JAKARTA - Amerika Serikat (AS) telah lama menjadi sekutu terkuat Israel, memberikan dukungan diplomatik, militer, dan ekonomi yang besar sejak negara itu didirikan pada 1948. Dalam berbagai forum internasional, Washington sering kali membela Israel dari kecaman dunia, bahkan memveto resolusi PBB yang mengkritik kebijakan Israel terhadap Palestina.
Namun, mengapa AS tetap setia mendukung Israel meskipun menghadapi kritik keras dari masyarakat internasional dan bahkan dari sebagian warga negaranya sendiri?
Mantan Presiden AS Harry Truman adalah pemimpin dunia pertama yang mengakui Israel hanya 11 menit setelah negara itu mendeklarasikan kemerdekaannya.
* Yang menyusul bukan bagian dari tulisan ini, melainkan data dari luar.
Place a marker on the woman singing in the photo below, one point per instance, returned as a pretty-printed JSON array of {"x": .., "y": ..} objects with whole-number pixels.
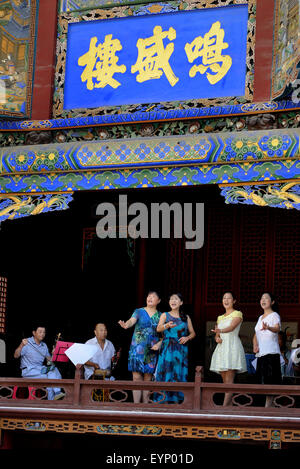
[
  {"x": 145, "y": 342},
  {"x": 266, "y": 346},
  {"x": 229, "y": 356},
  {"x": 172, "y": 363}
]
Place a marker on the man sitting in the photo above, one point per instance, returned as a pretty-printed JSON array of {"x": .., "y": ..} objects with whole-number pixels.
[
  {"x": 102, "y": 358},
  {"x": 33, "y": 352}
]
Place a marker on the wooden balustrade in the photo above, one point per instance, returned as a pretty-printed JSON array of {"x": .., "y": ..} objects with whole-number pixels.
[{"x": 199, "y": 396}]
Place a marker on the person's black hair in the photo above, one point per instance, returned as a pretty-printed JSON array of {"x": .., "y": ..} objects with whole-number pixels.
[
  {"x": 38, "y": 324},
  {"x": 100, "y": 322},
  {"x": 231, "y": 293},
  {"x": 155, "y": 292},
  {"x": 274, "y": 306},
  {"x": 182, "y": 314}
]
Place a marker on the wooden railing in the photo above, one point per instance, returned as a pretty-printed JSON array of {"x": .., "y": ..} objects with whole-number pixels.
[{"x": 199, "y": 396}]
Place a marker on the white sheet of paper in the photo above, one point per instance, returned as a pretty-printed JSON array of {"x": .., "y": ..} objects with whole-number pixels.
[{"x": 81, "y": 353}]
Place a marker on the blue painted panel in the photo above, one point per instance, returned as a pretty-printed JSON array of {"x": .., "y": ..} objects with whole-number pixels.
[{"x": 108, "y": 63}]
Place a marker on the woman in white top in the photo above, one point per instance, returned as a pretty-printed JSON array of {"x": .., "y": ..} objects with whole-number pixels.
[
  {"x": 266, "y": 346},
  {"x": 229, "y": 356}
]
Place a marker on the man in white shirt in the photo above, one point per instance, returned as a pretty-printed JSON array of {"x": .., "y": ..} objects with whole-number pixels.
[{"x": 102, "y": 358}]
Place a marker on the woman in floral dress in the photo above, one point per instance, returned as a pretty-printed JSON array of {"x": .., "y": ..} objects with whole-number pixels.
[
  {"x": 145, "y": 343},
  {"x": 172, "y": 363}
]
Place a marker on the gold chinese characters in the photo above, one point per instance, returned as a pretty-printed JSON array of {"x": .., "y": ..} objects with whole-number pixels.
[{"x": 100, "y": 61}]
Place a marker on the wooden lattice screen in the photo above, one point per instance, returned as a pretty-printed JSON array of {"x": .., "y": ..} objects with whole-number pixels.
[
  {"x": 248, "y": 250},
  {"x": 3, "y": 293}
]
Keputusan ini bukan hanya karena faktor moral atau sejarah, tetapi juga karena pertimbangan strategis. Truman mendapat dorongan dari mantan mitra bisnisnya, Edward Jacobson, yang memiliki hubungan erat dengan para pemimpin Zionis. Namun, di luar faktor personal, AS melihat Israel sebagai sekutu potensial dalam persaingan geopolitik global, terutama ketika Perang Dingin mulai terbentuk antara AS dan Uni Soviet.
Pasca-Perang Dunia II, Timur Tengah menjadi medan pertempuran utama bagi kekuatan-kekuatan besar dunia karena cadangan minyaknya yang melimpah serta jalur perairan strategis seperti Terusan Suez. Uni Soviet mulai memperluas pengaruhnya di kawasan ini dengan mendukung negara-negara Arab seperti Mesir dan Suriah. Sementara itu, AS berusaha membangun aliansi dengan negara-negara yang bisa menjadi penyeimbang dominasi Soviet. Dalam konteks ini, Israel menjadi aset penting bagi AS sebagai kekuatan militer yang tangguh di kawasan.
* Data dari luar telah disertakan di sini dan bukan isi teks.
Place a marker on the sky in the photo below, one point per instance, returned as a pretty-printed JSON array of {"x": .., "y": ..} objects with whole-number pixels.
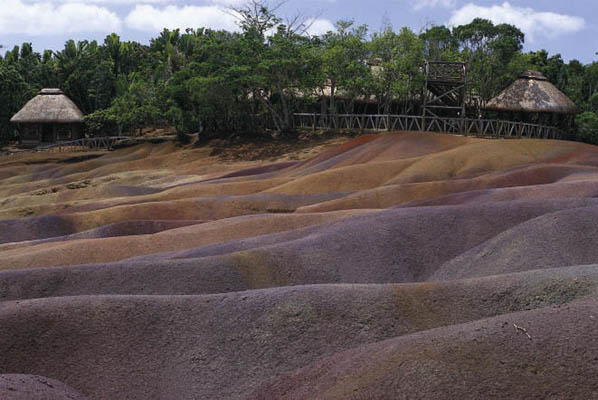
[{"x": 565, "y": 27}]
Namun, hubungan AS-Israel tidak selalu berjalan mulus. Misalnya, selama Perang Yom Kippur 1973, AS sempat mempertimbangkan posisinya sebelum akhirnya memberikan bantuan besar-besaran kepada Israel. Kemenangan Israel dalam perang ini justru digunakan AS untuk memperlemah pengaruh Soviet dan merancang kesepakatan damai antara Israel dan Mesir, yang disahkan pada 1979. Kesepakatan ini menjadikan Mesir negara Arab pertama yang mengakui Israel, sekaligus mengamankan kepentingan AS di kawasan.